BIO:

Nicoletta Liguori is a physicist with experimental and computational experience in biomolecular physics, especially in photosynthesis. She graduated cum laude in physics at Università degli Studi Roma Tre (IT), after an MSc thesis in molecular dynamics (MD) simulations of biomolecules at UC Berkeley (US) in T. Head-Gordon’s group. For her Ph.D., she joined the group of Biophysics of Photosynthesis headed by R. Croce at the VU Amsterdam (NL). During her Ph.D., she combined ultrafast spectroscopy with MD simulations to investigate how photosynthetic organisms avoid photodamage at the molecular level. In 2018 she obtained a competitive national grant (VENI) from the Dutch Research Council (NWO), that allowed her to to establish her independent research line in the LaserLab of the VU Amsterdam. The focus of her project was the development of a novel spectroscopic tool able to capture in real time the role of the environment in modulating the spectroscopic properties of molecules. At the LaserLab, she was also Project Leader of several competitive grants awarded by NWO to run MD simulations on the national supercomputing facilities. In October 2022, N.L. was appointed principal investigator at ICFO - The Institute of Photonic Sciences (ES), within the elite CELLEX NEST fellow program. She was later awarded a prestigious national La Caixa Junior Leader grant in support of her research and in 2024 she was elected member of the Young Academy of Europe. Her group, called “Photon Harvesting in Plants and Biomolecules” (PHPB), develops novel spectroscopic and computational tools to study the functional response of photoactive systems to changes in structure, light and environment.

TALK: "Photosynthetic proteins in action! Towards a real‐time investigation of how light‐harvesting is regulated in photosynthetic organisms"

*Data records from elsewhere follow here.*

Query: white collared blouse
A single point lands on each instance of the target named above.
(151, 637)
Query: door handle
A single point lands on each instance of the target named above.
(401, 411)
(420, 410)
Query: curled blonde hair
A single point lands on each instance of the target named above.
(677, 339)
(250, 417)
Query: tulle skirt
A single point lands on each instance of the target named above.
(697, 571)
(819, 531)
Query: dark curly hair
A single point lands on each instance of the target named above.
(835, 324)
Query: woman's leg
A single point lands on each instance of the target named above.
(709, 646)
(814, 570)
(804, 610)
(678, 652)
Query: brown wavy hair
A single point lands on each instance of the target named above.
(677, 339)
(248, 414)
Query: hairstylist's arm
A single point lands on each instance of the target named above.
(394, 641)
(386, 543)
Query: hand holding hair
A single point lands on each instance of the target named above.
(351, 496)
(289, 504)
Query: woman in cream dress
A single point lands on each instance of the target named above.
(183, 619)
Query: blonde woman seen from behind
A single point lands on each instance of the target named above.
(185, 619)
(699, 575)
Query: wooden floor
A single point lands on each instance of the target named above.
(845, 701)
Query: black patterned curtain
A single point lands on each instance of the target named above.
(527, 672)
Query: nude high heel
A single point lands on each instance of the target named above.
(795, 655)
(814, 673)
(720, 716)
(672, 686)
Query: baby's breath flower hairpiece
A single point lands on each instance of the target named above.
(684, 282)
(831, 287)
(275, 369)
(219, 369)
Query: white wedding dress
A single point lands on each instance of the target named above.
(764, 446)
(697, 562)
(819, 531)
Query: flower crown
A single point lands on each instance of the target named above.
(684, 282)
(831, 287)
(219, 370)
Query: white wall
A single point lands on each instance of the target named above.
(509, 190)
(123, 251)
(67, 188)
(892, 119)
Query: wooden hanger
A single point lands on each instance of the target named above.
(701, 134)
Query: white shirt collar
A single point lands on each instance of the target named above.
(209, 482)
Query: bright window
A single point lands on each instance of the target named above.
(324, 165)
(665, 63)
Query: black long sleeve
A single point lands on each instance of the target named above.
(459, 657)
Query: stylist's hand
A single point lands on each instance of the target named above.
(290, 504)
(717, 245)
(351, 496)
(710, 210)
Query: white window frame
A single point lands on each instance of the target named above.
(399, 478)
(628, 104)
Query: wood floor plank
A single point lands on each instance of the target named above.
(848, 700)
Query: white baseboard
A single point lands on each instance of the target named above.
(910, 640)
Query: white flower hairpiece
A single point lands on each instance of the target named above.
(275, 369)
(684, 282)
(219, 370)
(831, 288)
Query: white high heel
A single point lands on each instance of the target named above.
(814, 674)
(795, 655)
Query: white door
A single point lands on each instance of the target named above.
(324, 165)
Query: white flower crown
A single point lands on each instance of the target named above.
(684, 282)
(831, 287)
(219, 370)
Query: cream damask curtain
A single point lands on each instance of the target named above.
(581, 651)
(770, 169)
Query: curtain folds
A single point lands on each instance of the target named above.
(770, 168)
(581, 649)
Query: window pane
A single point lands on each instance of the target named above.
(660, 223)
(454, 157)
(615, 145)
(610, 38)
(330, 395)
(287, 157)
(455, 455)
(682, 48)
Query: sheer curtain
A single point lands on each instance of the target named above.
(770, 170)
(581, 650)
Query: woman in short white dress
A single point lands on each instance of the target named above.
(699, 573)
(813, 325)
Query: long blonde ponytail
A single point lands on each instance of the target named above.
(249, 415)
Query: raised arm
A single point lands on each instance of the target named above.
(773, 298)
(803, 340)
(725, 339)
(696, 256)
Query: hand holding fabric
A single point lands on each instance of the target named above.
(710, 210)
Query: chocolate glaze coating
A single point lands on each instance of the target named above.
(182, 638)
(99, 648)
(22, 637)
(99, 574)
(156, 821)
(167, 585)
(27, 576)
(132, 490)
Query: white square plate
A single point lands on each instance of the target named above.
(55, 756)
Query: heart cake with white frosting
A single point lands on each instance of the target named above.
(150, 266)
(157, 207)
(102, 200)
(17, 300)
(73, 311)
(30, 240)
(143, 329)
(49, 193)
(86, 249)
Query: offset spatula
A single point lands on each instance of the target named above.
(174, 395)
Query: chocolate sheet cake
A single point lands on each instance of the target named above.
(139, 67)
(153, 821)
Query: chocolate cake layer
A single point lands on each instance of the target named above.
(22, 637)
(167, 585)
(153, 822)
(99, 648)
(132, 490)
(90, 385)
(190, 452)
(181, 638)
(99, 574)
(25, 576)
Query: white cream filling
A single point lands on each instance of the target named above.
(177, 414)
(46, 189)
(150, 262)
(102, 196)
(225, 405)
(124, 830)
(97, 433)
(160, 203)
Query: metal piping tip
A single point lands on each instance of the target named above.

Plants and algae provide a natural example of how solar energy can be converted into chemical energy in the presence of oxygen while avoiding photodamage. It has now been established that plants and algae prevent photooxidation by activating a rapidly inducible and reversible photoprotective mechanism at the level of their light-harvesting complexes. However, the precise activation process of this photoprotective mechanism remains unknown. We will here introduce our current understanding of how light-harvesting is regulated in plants and algae and, more generally, in oxygenic photosynthetic organisms. We will then highlight the tools, especially in the field of ultrafast spectroscopy, developed by our group aimed at unraveling the molecular mechanisms governing the activation of photoprotection in photosynthetic organisms. Understanding both the mechanism and the rate at which plants can activate or deactivate photoprotection will provide answers to long-standing open questions in the fields of biophysics and physical chemistry. This knowledge will also be instrumental in inspiring new studies focused on maximizing plant productivity through the optimization of photoprotective responses—a recent, groundbreaking avenue of research (de Souza et al., Science 2022; Kromdijk et al., Science 2016).